There is a heterogeneity in inequities in mental health service use among Asian and Latine subpopulation groups. These findings underscore the importance of studying granular categories of race/ethnicity for targeting mental health inequities.
虽然研究已经观察到亚洲和拉丁裔总体人群中的心理健康不平等现象,但我们对亚洲和拉丁裔亚人群内部以及之间不平等现象的理解存在重大差距。
我们在更细化的层面上研究了黑人和白人以及亚洲和拉丁裔亚人群中心理健康症状的患病率以及心理健康服务使用情况的差异。
我们使用2016 - 2021年医疗支出面板调查的数据进行了一项横断面研究。结果包括心理健康症状(轻度和重度)以及心理健康服务使用情况(门诊心理健康就诊和精神药物配药)。主要自变量是13个种族/族裔群体的类别:黑人和非拉丁裔白人个体以及亚洲(印度裔、华裔、菲律宾裔和其他亚洲裔)和拉丁裔(中南美裔、古巴裔、多米尼加裔、墨西哥裔、其他拉丁裔和波多黎各裔)亚人群个体。
我们发现不同种族/族裔在心理健康症状方面存在适度差异。然而,在有心理健康症状的个体中,心理健康服务使用情况存在显著差异。这些差异在有严重心理健康症状的亚洲亚人群中尤为明显。

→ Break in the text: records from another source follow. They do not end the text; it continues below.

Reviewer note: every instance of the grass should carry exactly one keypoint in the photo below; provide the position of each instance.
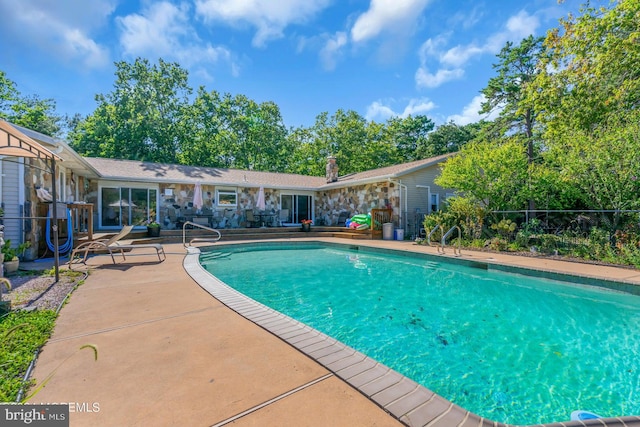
(22, 333)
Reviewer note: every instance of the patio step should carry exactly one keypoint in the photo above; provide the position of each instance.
(231, 234)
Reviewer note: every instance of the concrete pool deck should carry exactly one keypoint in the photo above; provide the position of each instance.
(170, 354)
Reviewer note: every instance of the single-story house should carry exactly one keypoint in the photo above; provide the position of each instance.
(120, 192)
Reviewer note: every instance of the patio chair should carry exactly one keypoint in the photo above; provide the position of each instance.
(283, 217)
(252, 221)
(342, 218)
(113, 245)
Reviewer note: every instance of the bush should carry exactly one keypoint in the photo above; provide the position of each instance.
(22, 333)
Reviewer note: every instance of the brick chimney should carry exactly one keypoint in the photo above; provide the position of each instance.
(332, 169)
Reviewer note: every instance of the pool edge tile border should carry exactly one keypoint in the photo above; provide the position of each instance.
(407, 401)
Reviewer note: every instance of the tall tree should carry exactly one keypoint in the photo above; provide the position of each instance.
(447, 138)
(28, 111)
(141, 119)
(517, 68)
(491, 173)
(409, 135)
(589, 91)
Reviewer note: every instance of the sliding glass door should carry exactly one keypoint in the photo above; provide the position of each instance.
(300, 207)
(127, 206)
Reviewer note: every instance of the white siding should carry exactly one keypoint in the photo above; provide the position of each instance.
(420, 188)
(419, 197)
(11, 200)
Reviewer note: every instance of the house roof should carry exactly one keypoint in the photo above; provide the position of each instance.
(129, 170)
(132, 170)
(72, 160)
(15, 142)
(393, 172)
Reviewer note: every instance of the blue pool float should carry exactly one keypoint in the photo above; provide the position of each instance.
(583, 415)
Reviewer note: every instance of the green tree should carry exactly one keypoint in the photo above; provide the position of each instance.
(142, 118)
(589, 92)
(28, 111)
(491, 174)
(8, 95)
(447, 138)
(409, 135)
(517, 68)
(234, 132)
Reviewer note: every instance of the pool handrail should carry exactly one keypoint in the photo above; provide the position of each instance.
(198, 239)
(447, 234)
(433, 231)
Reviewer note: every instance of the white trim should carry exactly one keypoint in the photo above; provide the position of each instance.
(228, 192)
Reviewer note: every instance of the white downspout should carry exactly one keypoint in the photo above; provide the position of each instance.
(406, 204)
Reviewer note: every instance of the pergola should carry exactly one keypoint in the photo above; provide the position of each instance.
(14, 143)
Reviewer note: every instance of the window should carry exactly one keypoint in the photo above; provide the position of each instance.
(434, 202)
(226, 198)
(127, 206)
(299, 206)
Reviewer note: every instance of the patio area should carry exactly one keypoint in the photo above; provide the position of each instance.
(170, 354)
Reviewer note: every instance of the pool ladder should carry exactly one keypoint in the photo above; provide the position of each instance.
(443, 240)
(214, 239)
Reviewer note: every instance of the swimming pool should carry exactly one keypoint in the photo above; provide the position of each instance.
(508, 347)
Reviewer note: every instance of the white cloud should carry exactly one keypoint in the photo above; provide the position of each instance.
(426, 79)
(387, 16)
(431, 49)
(332, 50)
(163, 30)
(62, 30)
(517, 28)
(471, 113)
(158, 29)
(451, 61)
(270, 18)
(377, 110)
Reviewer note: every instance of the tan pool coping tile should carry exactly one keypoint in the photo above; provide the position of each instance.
(302, 383)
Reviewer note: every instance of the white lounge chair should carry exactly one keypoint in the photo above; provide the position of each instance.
(113, 245)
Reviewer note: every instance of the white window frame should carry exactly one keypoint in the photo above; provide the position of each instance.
(434, 197)
(226, 192)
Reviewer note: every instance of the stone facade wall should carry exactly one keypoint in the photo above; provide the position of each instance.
(37, 175)
(330, 204)
(183, 196)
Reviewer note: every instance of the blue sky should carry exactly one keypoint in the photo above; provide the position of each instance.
(380, 58)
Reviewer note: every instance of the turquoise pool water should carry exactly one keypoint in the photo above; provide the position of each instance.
(508, 347)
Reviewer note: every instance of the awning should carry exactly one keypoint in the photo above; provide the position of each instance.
(14, 143)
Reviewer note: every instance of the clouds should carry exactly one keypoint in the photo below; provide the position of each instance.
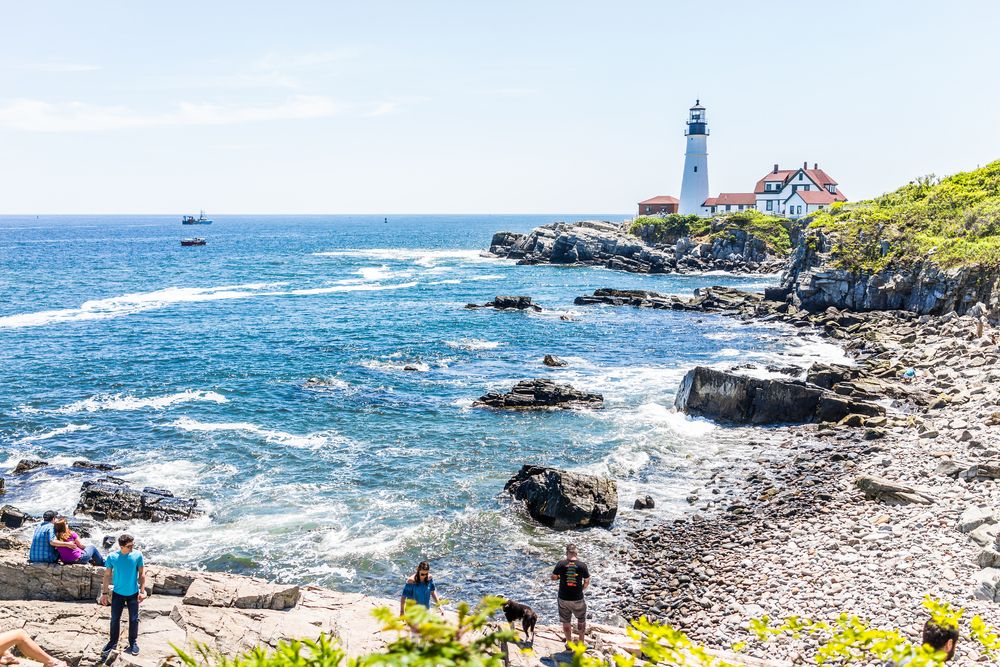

印度裔(-12.2个百分点[95%置信区间-18.2,-6.2])、华裔(-11.7[-21.6,-1.7])和菲律宾裔个体(-16.1[-22.5,-9.8])进行门诊心理健康就诊的可能性低于白人个体。印度裔(-23.3[-34,-12.7])、华裔(-19.8[-30.7,-8.9])、菲律宾裔(-27.6[-40.2,-14.9])和其他亚洲裔个体(-22.5[-29.4,-15.6])配药精神药物的可能性低于白人个体。另一方面,在某些拉丁裔亚人群中观察到了其中一些差异,但在其他拉丁裔亚人群中未观察到。
亚洲和拉丁裔亚人群体在心理健康服务使用不平等方面存在异质性。这些发现强调了研究细化的种族/族裔类别以解决心理健康不平等问题的重要性。